When Tiffany had first shown him the magazine photographs, he’d acknowledged the resemblance but thought little of it. Now that this man was his brother, he saw something far worse. As he drained the fifth can and cracked open the sixth, he was recognising someone he knew all too well. Here was the same self-assured egoism as Harry’s, the same mesmeric gaze, the same compelling voice that, shout or whisper, the world couldn’t help listening to and half of it couldn’t help falling in love with. ‘You so, so deserve to win,’ enthused the series presenter, a shrill bimbo called Mariella Dukakis, who never stopped pawing the man and thrusting her silicone breasts in his face.
Tiffany wasn’t the only one with a crush: the whole female population seemed to be smitten with Quentin. Pearl Allen’s receptionists fantasised about him, and even Pearl herself received the news on the phone with an audible intake of breath, followed by, ‘Well, I never.’ She was now busy making contact via The Reality Channel.
Most galling of all, even Lily was thrilled by the idea that this vile individual was her brother. In that squalid front room in South London, Richard had turned to her, assuming she would share his dismay, and had immediately seen that she didn’t. Her hand was to her mouth, but her eyes were full of laughter and excitement. He did his best to hide his own feelings, because he could find no way to explain them that didn’t sound churlish or jealous, as if he were miffed at being upstaged.
It wouldn’t do. He had to call a halt to this resentment, he told himself. Mustn’t let it come between him and his wonderful new sister. He was jealous. He couldn’t deny it. It galled him to hear Lily enthuse about how much she liked this guy and how amazing it was that he was their brother.
Sibling rivalry wasn’t the half of it, though. Quentin might be better looking than he was, more charismatic and clever and successful than he was, about to launch a business with half-a-million-quid’s-worth of prize money in his pocket, but none of that really mattered. No, the truly appalling thing was that this brother was famous, his name on everyone’s lips. Just when Richard had hoped finally to step out from under Harry’s shadow, here loomed another. He gulped down more lager.
Everywhere this man’s face was on screens and hoardings, his name in the mouths of strangers. He’d been mentioned at least three times in the café today. The nightmare was happening all over again. The king was dead; long live the king. From A-list to Z-list, Richard’s life would yet again be hijacked and derailed and curtailed and – damn Quentin to hell, he hated Harry and he detested this obnoxious brother.

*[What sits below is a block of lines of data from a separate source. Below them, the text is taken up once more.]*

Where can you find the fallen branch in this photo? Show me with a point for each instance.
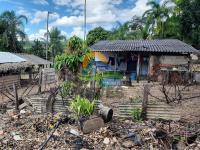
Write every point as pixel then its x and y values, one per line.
pixel 42 146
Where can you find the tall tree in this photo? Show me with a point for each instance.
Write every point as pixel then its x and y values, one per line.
pixel 156 16
pixel 13 34
pixel 55 44
pixel 74 44
pixel 38 48
pixel 96 35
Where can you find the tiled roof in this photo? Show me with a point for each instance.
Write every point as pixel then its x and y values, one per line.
pixel 34 60
pixel 6 57
pixel 165 45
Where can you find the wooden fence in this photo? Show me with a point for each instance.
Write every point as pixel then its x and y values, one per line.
pixel 8 81
pixel 154 111
pixel 39 102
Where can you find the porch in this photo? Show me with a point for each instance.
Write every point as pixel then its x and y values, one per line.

One scrap of comfort was that his mother would detest Quentin too. She’d been oddly silent since Friday, when he’d rung to say, ‘No time to explain, got to run, visiting a friend for the weekend.’ He’d gritted his teeth for a deluge of questions and worries, but instead she’d said, ‘Fine, dear – have a nice time,’ and since then hadn’t called him, not once. He ought to check up on her, but he was too drunk right now – what was the time? – and, oh shit – he lurched to his feet – he’d forgotten about Claire, who hadn’t called him either, and Claire’s baby. His mother would hate Quentin, but Claire would be thrilled. Richard stumbled around the room, spilling lager and four-letter words. First her child’s grandfather was Harold Whittaker; now its uncle was the heartthrob winner of Tomorrow’s Tycoon. She’d tell everyone – there’d be no stopping her – she was the expectant mother of celebrity royalty. Soon there’d be flashbulbs and microphones and interviews, and Richard’s kid, just an ordinary kid, would end up embarrassed by his pretentious connections or else insufferably pretentious himself.